Восточно-Европейская равнина, на которой встала Русь, была отрезана от культурных влияний всего мира, и даже прямой родоначальник России Византия была отделена степями и морем и не могла оказать большого и непосредственного влияния на ход и развитие культуры Древней Руси. В совершенно ином положении оказался Запад: западноевропейское государство - отдельный, замкнутый мир с точно обозначенными и с суши, и с моря естественными границами. Естественные условия защищали западноевропейское государство от всякой кочевой бури и непогоды. Мягкий климат, богатая и разнообразная природа, близость морей делали жизнь европейца легче и давали ему широкую возможность созидать культурные ценности.

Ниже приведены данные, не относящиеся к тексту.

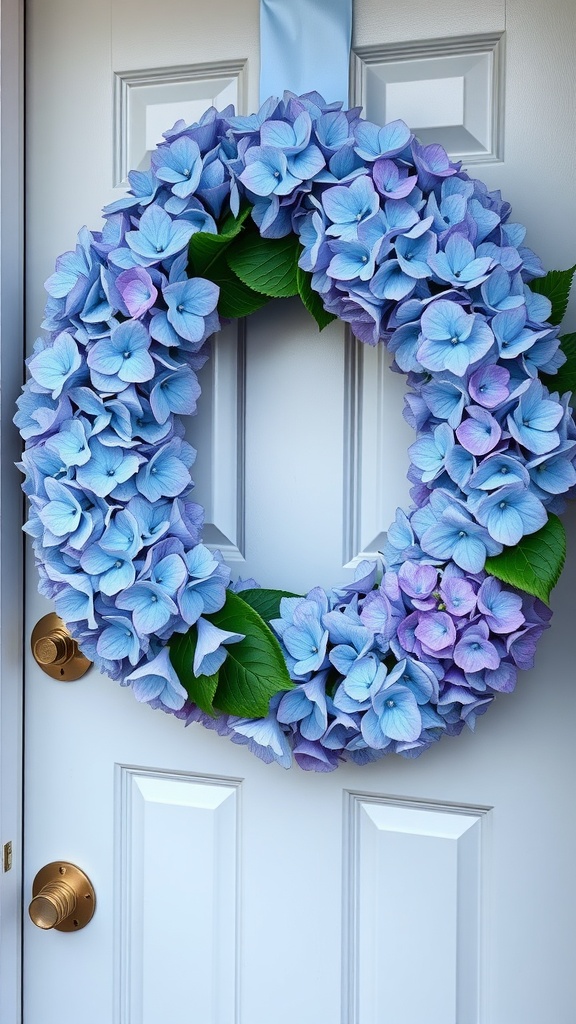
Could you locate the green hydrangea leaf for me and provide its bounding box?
[168,626,218,718]
[530,264,576,326]
[238,587,300,623]
[206,590,294,718]
[224,233,300,299]
[188,206,251,278]
[541,334,576,404]
[207,254,270,319]
[486,515,566,604]
[296,267,337,331]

Европейцы, помимо богатых даров природы, получили богатое культурное наследство. На Западе германские племена расселились на старой территории Западно-Римской империи, они восприняли культуру Древнего Рима, они получили прочную основу и четкую форму для дальнейшего своего развития. И тогда как на Западе новые государства с первых же дней своего существования получили в свое распоряжение запас знаний, накопленный предыдущими поколениями, Россия, наоборот, села <на пустое место>.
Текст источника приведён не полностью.